Venezuelan President Nicolás Maduro has insisted Venezuela will pay off its near-term obligations. The government also has said it wants to restructure all remaining debt, which analysts put as high as $150 billion.
The U.S. total rig count will reach above 1,000 rigs in 2018, for the first time since April 2015, according to Stewart Glickman head of energy research at CFRA. Rig counts ranged from 660 to 960 in 2017.
Wednesday: The U.S. Energy Information Administration releases its weekly petroleum status report.
Friday: Oil-services firm Baker Hughes Inc. releases its count of active drilling rigs, a bellwether for production in the U.S. oil industry.
In a shake-up for natural gas markets, winter arrived big-time this weekend to the region east of the Rockies, with temperatures today in high-population centers like Dallas a good 20 degrees colder than Anchorage, Ala. “The below-normal temperatures have caused natural gas and oil production freeze-offs in producing areas while demand in major heating markets has soared,” says BTU Analytics, according to WSJ correspondent Dan Molinski.
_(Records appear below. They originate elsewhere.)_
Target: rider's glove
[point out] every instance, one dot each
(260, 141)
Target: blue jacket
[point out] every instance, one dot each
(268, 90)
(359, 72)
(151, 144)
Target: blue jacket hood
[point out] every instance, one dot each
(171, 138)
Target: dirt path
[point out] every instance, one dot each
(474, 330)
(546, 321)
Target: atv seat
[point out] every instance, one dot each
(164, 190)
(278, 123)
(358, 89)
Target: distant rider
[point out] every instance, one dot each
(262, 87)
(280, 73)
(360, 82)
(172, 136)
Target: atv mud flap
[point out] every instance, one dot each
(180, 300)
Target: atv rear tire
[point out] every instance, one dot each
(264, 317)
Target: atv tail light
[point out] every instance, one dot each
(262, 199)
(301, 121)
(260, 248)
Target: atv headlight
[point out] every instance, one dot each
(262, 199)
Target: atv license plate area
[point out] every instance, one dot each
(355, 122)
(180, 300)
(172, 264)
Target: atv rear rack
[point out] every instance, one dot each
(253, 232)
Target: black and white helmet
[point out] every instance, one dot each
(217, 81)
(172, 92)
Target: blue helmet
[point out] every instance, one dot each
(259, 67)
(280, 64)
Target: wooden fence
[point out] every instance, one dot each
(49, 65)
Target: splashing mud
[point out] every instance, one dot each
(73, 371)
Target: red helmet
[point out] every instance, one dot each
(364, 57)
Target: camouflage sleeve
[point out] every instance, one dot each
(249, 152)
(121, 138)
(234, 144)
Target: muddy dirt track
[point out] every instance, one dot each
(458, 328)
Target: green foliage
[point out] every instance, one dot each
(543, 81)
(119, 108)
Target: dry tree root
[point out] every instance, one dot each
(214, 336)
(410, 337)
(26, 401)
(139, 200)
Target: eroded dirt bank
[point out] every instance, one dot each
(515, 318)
Analysts are offering mixed reviews of the surprise sale Friday by Weatherford of its hydraulic fracturing fleet to rival Schlumberger. The two company’s scrapped a previously announced joint venture and instead announced a straight asset sale of Weatherford’s pressure pumping equipment to Schlumberger for $430 million. Bernstein said in a note Tuesday that Weatherford had prioritized short-term cash as it tries to pare down debt over long-term value in the joint venture. Schlumberger gained substantial fracking equipment at a reasonable price, Bernstein said. Tudor Pickering Holt said the deal was a win for Weatherford because its fracking fleet is in disrepair and the transaction allowed it to jettison the equipment at a good price, writes Houston-based reporter Christopher Matthews.